Patient presentation
We present the case of a 40-year-old female patient who experienced sudden cardiac arrest at 36 y.o. due to ventricular fibrillation (VF). Her ECG showed flattened T waves in the lateral leads, while bi-leaflet MVP and preserved left ventricular ejection fraction (LVEF) were documented at the transthoracic echocardiography (TTE). She received an ICD in secondary prevention. The ICD was interrogated 6 months after, revealing numerous monomorphic non-sustained ventricular tachycardia (NSVT), despite treatment with amiodarone. She was referred to an electrophysiology (EP) study. VT was induced after stimulation of the basal lateral left ventricular wall, 1 cm under the mitral annulus. Radiofrequency ablation (RFA) was successfully performed. The patient was referred to our center for second opinion, reporting no cardiac symptoms.
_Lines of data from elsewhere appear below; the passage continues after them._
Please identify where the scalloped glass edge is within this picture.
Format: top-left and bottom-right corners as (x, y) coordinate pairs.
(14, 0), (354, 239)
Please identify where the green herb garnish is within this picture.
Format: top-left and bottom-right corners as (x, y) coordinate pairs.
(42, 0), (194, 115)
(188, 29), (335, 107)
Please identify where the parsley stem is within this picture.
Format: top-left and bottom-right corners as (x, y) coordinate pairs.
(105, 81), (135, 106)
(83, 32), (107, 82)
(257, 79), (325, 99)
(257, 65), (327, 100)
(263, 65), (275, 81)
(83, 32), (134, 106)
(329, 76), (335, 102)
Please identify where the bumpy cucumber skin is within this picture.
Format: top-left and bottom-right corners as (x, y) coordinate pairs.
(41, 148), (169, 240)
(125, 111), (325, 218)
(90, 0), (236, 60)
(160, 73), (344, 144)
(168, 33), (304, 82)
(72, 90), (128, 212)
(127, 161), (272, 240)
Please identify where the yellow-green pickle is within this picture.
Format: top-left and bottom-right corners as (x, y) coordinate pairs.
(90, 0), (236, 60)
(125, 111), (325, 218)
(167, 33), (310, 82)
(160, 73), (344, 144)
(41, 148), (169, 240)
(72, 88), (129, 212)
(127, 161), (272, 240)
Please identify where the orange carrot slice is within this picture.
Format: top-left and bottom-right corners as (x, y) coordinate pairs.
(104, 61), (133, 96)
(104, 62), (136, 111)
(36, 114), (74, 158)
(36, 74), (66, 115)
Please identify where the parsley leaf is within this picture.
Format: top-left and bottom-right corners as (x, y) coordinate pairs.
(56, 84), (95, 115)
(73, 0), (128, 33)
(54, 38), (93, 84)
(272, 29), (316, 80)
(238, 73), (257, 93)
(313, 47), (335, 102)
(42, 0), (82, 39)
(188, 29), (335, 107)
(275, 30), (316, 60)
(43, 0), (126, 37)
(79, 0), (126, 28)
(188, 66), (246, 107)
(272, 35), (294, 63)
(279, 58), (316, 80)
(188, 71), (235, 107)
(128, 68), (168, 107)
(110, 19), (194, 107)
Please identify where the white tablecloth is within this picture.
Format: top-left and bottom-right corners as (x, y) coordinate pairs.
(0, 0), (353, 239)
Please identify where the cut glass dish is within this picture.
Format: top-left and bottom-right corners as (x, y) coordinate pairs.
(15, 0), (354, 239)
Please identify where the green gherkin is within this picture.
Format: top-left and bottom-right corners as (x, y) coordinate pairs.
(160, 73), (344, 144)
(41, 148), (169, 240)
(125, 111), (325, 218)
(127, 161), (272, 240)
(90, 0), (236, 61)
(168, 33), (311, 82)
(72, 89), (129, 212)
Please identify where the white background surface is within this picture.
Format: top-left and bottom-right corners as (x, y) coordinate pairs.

Is it mitral valve prolapse or Titin cardiomyopathy that led to sudden cardiac arrest
ECG showed sinus rhythm, with a slurred S wave in inferior leads and slurred R wave in lateral leads, as well as flattened T waves in aVL, with corrected QT of 460ms. No significant ventricular arrhythmic events were noted at the current ICD interrogation.
TTE was performed. The LV had a normal size, however, left ventricular ejection fraction (LVEF) was mildly impaired (48%) with mild longitudinal dysfunction (GLS -16,6%). The mitral valve appeared thickened and redundant, with bi-leaflet prolapse and mild regurgitation. MAD was seen, with a length of 4-5mm measured in mid-systole.
Tissue Doppler imaging (TDI) of the lateral wall revealed a second systolic peak, with a velocity of 17cm/s. Through speckle-tracking analysis, a double peak strain pattern is seen on the basal infero-lateral wall (orange arrows).
The patient’s family history was highly suspicious for an inherited cardiac disease, as her father died suddenly at 66 y.o. Furthermore, a paternal cousin required permanent pacing for a high-degree AV block at 25 y.o. and died suddenly at 30 y.o, while another paternal cousin had an aborted cardiac arrest at 21 y.o. Genetic testing was performed after genetic counselling, revealing a truncating (tv) likely-pathogenic (LP) Titin variant (TTN c.85150C>T. p.(Arg28384*) in a heterozygous form.
Cascade genetic testing was then proposed to the sister and surviving cousin.